Willie Dion Mitchell III (born May 6, 1975) is an American former professional basketball player. In high school, he was the 1994 Mr. Basketball of Michigan. He attended the University of Michigan and the University of Alabama at Birmingham before becoming a professional. He has had multiple stints in the Continental Basketball Association (CBA) and various foreign basketball leagues. He was a passenger in the rollover accident whose investigation led to the University of Michigan basketball scandal.

==High school==
The 6 ft 8 in Mitchell earned the 1994 Mr. Basketball of Michigan title after leading Detroit Pershing High School to two Michigan High School Athletic Association (MHSAA) Class A basketball championships in 1992 and 1993 as well as a runner-up finish in 1994. During his time at Pershing the team accumulated a 92-11 record. He averaged 21.9 points and 11 rebounds during his senior season, but the team lost to Detroit Public School League rival Robert Traylor's Detroit Murray–Wright High School in the MHSAA championships. He was named both McDonald's All-American and Magic's Roundball Classic selections during his senior season.
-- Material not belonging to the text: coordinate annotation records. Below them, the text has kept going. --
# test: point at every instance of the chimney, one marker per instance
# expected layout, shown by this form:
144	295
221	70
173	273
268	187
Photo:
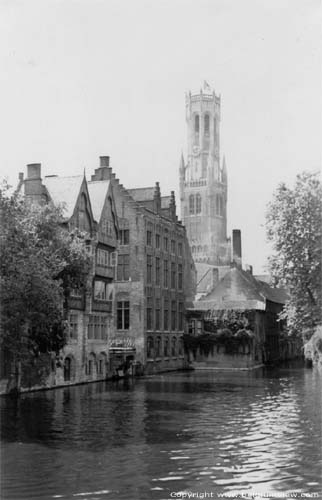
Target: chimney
237	256
33	171
103	172
104	161
33	184
215	277
172	207
249	269
157	198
He was named Detroit News All-State his sophomore (4th team), junior and senior seasons.

==College==
He was part of a highly touted Michigan Wolverines men's basketball recruiting class dubbed Fab Five II or Frosh Five that included Maurice Taylor, Jerod Ward, Maceo Baston, and Travis Conlan and that entered Michigan during the senior season of Jimmy King and Ray Jackson (the only two original Fab Five members who did not declare early for the National Basketball Association). During his sophomore 1995-1996 season he missed seven games between December 5, 1995-January 3, 1996 to a knee injury. After returning to the lineup, he was a passenger in the February 17, 1996 rollover accident whose investigation led to the University of Michigan basketball scandal. Although he was involved in the accident, he was not among the players called before the grand jury (Robert Traylor, Chris Webber, Jalen Rose, Maurice Taylor, and Louis Bullock) and was not found to have received large amounts of money. He and Ward were 1994 McDonald's All-American Team members and the following season 1995 McDonald's All-Americans Bullock, Traylor, and Albert White would also join Michigan. He had started the last three games prior to his knee injury after having started only five of the first thirty-five games of his Michigan career. After returning from the injury, he only started two of eighteen games. Willie Mitchell transferred to the UAB Blazers men's basketball team after the 1996 season.

==Professional==
He was drafted in the 1999 CBA draft by the Yakama Sun Kings. He played one season for the Kings before playing professionally in Europe and Asia until 2006. In 2006, he played in the American Basketball Association before returning to the CBA in 2007 where he played for the Minot Skyrockets. He most recently played for the Quad City Riverhawks in 2008. Among the other teams he has played for are the Hong Kong Flying Dragons of the Chinese Basketball Association, Neptūnas Klaipėda of the Lithuanian Basketball League, Vantaa Pussihukat of the Korisliiga, and AZS Koszalin of the Dominet Basket Liga. He has also been affiliated with San Diego Stingrays of the International Basketball Association and the Detroit Wheels of the American Basketball Association.